Martedì, 16 Luglio 2024
Cronaca

Poggioreale, il Sappe: “Il carcere è una pentola a pressione. Cento ingressi a settimana”

Il sindacato della Penitenziaria denuncia il sovraffollamento nella struttura

E’ “allarme sicurezza” nel carcere napoletano di Poggioreale, nel quale è in corso una visita di una delegazione del Sindacato Autonomo Polizia Penitenziaria. Donato Capece, segretario generale del Sappe, spiega: “I colleghi che sto incontrando a Poggioreale mi raccontano una situazione border line, quasi al limite della vivibilità e della sicurezza stessa della struttura. Sono presenti oggi nel carcere 2.220 detenuti, un numero sproporzionato che mette a serio rischio la sicurezza stessa del penitenziario ed ogni ipotesi di attività trattamentale finalizzata al recupero dei detenuti stessi.

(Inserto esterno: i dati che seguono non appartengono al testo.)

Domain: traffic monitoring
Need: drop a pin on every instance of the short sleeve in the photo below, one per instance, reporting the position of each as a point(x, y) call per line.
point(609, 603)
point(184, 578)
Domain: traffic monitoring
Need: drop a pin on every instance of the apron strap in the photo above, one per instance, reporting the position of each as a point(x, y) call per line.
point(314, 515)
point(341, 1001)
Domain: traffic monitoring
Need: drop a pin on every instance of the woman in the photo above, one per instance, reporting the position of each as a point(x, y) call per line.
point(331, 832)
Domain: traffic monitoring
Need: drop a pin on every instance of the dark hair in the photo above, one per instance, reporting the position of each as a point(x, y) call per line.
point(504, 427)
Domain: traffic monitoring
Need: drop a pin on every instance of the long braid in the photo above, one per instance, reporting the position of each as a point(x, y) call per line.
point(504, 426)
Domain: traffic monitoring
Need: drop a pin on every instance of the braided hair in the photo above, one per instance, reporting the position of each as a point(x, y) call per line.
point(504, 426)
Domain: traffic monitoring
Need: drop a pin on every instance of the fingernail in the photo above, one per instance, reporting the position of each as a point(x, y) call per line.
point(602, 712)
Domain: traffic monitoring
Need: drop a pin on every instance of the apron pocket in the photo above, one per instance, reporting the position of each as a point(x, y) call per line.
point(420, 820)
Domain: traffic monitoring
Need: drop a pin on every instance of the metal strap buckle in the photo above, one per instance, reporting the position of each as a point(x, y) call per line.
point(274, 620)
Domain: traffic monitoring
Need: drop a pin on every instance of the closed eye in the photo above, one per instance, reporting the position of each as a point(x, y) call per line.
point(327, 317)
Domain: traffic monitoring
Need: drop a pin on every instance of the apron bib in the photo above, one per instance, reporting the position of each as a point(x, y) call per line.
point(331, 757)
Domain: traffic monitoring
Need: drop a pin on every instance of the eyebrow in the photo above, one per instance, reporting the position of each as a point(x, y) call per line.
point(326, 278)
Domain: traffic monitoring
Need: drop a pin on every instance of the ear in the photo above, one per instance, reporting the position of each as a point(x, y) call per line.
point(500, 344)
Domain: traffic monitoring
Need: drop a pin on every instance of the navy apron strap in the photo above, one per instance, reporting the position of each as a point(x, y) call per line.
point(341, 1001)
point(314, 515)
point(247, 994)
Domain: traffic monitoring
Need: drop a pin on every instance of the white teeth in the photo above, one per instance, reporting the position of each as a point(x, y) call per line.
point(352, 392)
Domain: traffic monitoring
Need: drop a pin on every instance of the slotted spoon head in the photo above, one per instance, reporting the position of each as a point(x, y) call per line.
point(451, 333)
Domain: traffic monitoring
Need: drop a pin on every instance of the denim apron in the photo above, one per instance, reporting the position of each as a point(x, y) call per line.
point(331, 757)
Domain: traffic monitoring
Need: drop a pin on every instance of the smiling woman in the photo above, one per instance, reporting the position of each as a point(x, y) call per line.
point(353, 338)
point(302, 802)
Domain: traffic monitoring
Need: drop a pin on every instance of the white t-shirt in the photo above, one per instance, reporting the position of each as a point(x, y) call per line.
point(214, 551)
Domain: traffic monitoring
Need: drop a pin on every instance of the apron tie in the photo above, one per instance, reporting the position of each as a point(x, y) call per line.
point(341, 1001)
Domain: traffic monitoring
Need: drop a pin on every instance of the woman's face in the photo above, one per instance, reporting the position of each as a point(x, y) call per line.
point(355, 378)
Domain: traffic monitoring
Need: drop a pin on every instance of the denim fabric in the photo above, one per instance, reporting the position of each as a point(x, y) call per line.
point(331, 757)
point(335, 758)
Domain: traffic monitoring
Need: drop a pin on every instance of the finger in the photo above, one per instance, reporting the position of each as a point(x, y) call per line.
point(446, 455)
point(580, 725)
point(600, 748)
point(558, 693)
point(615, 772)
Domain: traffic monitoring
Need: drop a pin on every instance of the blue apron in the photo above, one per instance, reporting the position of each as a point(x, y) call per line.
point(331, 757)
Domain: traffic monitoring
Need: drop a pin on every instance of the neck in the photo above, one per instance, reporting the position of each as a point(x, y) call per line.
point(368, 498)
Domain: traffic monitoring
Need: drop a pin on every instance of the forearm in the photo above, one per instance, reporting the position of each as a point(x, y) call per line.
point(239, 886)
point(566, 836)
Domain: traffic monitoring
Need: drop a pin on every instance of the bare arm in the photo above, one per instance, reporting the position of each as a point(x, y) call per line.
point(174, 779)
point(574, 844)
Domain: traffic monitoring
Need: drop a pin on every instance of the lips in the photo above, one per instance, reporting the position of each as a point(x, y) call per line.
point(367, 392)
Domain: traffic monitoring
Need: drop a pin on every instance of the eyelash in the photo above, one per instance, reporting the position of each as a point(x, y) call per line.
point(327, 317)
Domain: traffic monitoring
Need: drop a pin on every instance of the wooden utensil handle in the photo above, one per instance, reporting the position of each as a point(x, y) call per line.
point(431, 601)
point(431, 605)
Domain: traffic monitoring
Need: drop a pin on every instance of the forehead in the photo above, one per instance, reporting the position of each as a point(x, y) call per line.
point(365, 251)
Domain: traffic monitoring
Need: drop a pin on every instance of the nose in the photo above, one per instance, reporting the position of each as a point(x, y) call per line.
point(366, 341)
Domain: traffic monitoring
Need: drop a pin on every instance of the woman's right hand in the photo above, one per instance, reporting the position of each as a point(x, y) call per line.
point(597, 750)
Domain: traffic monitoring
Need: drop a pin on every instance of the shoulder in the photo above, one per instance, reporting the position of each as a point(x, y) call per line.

Parliamo di ingressi pari a 100 detenuti a settimana, e la situazione è tale che, non essendoci valvola di sfogo in termini di sfollamento della struttura per l’incapacità oggettiva delle altre Case circondariali della Regione ad assorbire e prendere in carico detenuti in arrivo da Poggioreale, urge assumere urgenti provvedimenti, a tutela stessa della Istituzione penitenziaria. Per questo mi rivolgo alla Ministra della Giustizia Marta Cartabia: Poggioreale è una pentola a pressione sempre sul limite di scoppiare ed il prezioso lavoro della Polizia Penitenziaria contiene tensioni e smorza proteste quanto più possibile: ma fino a quando questo sarà possibile? Servono urgenti provvedimenti per il carcere di Poggioreale”.

Durissimo il giudizio del leader del Sappe: “I numeri degli eventi critici accaduti nelle carceri italiane nel primo semestre del 2021 sono allucinanti: 5.290 atti di autolesionismo, 44 decessi per cause naturali, 6 suicidi e 738 sventati dalla Polizia Penitenziaria, 3.823 colluttazioni, 503 ferimenti. In pratica, ogni giorno nelle carceri italiani succede qualcosa, ed è quasi diventato ordinario denunciare quel che accade tra le sbarre”. Il SAPPE evidenzia infine che, nello stesso arco di tempo, “nella Casa circondariale di Poggioreale a Napoli si sono contati 152 atti di autolesionismo, 1 decesso per cause naturali ed 1 suicidio, 13 tentati sventati in tempo dalla Polizia Penitenziaria e 119 colluttazioni: cifre allarmanti ma comunque contenute, con grandissimi sacrifici, grazie alla professionalità, all’abnegazione ed al senso del dovere della Polizia Penitenziaria, che – ripeto - ha comunque bisogno di uomini e nuovi strumenti operativi per fronteggiare l’emergenza in atto”.